教皇フランシスコ、2018年3月4日「お告げの祈り」でのことば

親愛なる兄弟姉妹の皆さん、こんにちは。

 ヨハネによる福音書からとられた今日の福音朗読には、イエスが商人たちをエルサレムの神殿から追い払った話が記されています(2・13-25参照)。イエスは、縄で作ったむちを使って人々を追い払い、台を倒して言います。「わたしの父の家を商売の家としてはならない」(16節)。過越祭の直前になされたこの断固とした行いは、群衆に強烈な印象を与えます。そして、ユダヤ教の指導者と、経済的な利益が脅かされると感じる人々に敵意を抱かせます。この行いをどのように解釈したらよいでしょう。もちろんそれは、警察のような、公的な秩序を守る人々の介入を要する暴力的な行為ではありませんでした。しかしそれは、神の名のもとに、虐待や不節制を何度も非難してきた預言者の典型的な行動として解釈されました。ここで問題となるのは権威です。実際、ユダヤ人たちはイエスに「あなたは、こんなことをするからには、どんなしるしをわたしたちに見せるつもりか」(18節)と尋ねました。つまり、何の権威があって、こんなことをするのかと尋ねたのです。本当に神の名のもとに行っているのかどうか、明らかにするよう求めているかのようです。

 弟子たちは、神の家を清めようとするイエスの行いを理解するために、聖書の詩編69を引用しました。「あなたの家を思う熱意がわたしを食い尽くす」(17節)。詩編作者は「あなたの神殿に対する熱情がわたしを食い尽くす」と述べています。この詩編は、敵の憎しみのために生じた非常に危険な状況の中で、すなわちイエスがご自身の受難においてこれから体験される状況の中で、助けを求める叫びです。

 御父とその家に対する熱意のために、イエスは十字架へと向かいます。イエスの熱意は、自己犠牲に至る愛の熱意であり、暴力を用いて神に仕えていると思い込んでいる偽りの熱意ではありません。イエスの死と復活こそが、イエスがご自分の権威のあかしとして与える「しるし」です。「この神殿を壊してみよ。三日で建て直してみせる」(19節)。福音記者は、「イエスのいわれる神殿とは、ご自分のからだのことだったのである」と記しています。イエスの過越の神秘によって、新しい信仰が新しい神殿の中で始まります。それは愛の信仰です。そしてその新しい神殿こそ、イエスご自身なのです。
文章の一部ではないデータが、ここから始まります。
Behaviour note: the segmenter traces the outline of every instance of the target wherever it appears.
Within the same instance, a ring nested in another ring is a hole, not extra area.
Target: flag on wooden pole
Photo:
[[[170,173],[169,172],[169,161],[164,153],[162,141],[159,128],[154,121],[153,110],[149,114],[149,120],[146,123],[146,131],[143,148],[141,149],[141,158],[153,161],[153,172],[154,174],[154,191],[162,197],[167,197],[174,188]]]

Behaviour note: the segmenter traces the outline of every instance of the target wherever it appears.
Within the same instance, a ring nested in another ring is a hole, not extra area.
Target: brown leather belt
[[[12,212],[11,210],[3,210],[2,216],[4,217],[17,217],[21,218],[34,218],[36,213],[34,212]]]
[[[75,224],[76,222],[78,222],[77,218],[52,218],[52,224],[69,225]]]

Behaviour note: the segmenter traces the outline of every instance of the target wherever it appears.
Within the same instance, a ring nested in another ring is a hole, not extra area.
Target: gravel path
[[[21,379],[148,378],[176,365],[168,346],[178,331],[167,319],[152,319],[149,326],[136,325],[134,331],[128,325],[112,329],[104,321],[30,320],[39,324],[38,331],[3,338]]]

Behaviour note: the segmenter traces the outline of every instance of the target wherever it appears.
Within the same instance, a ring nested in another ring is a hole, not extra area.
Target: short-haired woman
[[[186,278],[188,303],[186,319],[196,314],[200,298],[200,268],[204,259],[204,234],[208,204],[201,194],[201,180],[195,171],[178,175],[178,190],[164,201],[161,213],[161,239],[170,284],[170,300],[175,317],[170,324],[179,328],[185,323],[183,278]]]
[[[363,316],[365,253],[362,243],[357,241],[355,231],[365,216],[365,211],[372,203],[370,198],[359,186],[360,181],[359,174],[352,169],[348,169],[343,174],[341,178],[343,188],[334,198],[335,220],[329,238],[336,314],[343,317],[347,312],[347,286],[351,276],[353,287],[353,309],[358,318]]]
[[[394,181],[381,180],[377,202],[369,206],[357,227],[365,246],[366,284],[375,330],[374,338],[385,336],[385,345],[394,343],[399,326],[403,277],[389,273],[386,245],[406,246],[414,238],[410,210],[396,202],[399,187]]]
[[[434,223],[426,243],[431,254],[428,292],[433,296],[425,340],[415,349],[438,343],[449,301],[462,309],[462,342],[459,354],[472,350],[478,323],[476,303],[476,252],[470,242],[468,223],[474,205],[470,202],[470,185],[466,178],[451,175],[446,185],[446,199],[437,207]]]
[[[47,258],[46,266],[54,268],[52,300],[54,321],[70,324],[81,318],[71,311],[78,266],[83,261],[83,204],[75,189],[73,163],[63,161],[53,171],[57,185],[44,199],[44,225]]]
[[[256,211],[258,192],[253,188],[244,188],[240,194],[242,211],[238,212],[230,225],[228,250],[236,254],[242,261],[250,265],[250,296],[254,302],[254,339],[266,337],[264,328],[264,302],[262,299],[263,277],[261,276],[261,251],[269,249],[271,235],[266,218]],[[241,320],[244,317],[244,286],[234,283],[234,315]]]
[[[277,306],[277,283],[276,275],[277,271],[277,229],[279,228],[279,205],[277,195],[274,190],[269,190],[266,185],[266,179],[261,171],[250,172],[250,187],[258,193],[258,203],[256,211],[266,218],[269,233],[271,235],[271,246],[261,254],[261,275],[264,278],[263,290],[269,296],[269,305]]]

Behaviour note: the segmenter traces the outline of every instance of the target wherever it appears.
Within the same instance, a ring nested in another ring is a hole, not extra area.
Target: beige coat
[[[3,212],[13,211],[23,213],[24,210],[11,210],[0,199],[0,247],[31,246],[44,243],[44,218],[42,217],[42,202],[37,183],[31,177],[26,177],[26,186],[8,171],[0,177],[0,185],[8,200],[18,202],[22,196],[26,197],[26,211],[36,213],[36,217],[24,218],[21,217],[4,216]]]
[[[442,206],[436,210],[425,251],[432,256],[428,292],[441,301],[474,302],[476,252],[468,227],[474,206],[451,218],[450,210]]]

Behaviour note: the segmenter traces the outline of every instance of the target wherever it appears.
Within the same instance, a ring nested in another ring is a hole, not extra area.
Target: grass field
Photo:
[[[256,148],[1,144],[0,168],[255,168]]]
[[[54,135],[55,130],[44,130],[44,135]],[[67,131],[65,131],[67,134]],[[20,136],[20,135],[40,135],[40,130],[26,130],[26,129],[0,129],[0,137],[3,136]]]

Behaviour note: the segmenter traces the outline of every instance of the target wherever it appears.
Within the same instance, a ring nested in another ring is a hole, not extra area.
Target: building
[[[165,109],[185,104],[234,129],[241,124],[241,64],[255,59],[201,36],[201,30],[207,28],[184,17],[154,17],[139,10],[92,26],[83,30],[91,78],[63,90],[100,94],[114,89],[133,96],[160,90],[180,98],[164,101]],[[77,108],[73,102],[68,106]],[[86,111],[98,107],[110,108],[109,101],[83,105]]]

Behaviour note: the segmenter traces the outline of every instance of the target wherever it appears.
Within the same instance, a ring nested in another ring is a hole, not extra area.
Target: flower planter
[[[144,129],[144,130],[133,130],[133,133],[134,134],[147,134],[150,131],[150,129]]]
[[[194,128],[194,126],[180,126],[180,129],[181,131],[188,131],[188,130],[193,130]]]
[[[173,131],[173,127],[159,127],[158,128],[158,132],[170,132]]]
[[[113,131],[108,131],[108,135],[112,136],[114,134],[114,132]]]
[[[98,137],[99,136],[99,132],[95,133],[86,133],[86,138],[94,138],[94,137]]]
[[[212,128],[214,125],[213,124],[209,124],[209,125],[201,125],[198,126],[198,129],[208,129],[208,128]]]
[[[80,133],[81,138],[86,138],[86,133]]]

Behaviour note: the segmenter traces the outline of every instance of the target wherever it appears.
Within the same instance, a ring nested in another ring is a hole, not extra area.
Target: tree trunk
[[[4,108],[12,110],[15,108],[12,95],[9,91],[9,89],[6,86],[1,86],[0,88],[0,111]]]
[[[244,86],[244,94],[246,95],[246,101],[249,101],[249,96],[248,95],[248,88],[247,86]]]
 今日の福音箇所に記されているイエスの行いは、自分の都合や利益のためではなく、愛である神の栄光のために生きるようわたしたちを駆り立てます。「わたしの父の家を商売の家としてはならない」(16節)。わたしたちは、イエスのこの力強いことばをつねに心に留めなければなりません。教会が道を踏み外して、神の家を商売の家とすることは極めて有害なことです。わたしたちを支える大きな愛ではなく、自分の利益をつねに求めながら生きることによって、神がおられる場であるわたしたちの心を商売の家にする危険を退けるためにも、このことばは役立ちます。このイエスの教えは、どんな時代にも当てはまります。教会共同体だけでなく、各個人、市民団体、そして社会全体にも当てはまります。実際、完全に不正な利益とはいわないまでも、私的な利益を得るために、善行や、ときには責務を利用しようとする誘惑はどこにでも存在します。神ご自身や、神への祈り、もしくは人々への奉仕、神の姿を自分のために利用することは、とりわけ重大な危険をもたらします。だからこそ、イエスはそうした道徳的な危険をわたしたちから振り払うために、このとき「厳しい戒め」を手段として用いたのです。

 わたしたちが四旬節を、心と行いからあらゆる種類の偶像を消し去り、神を自分たちの人生における唯一の主とするのにふさわしい時にできるよう、おとめマリアが助けてくださいますように。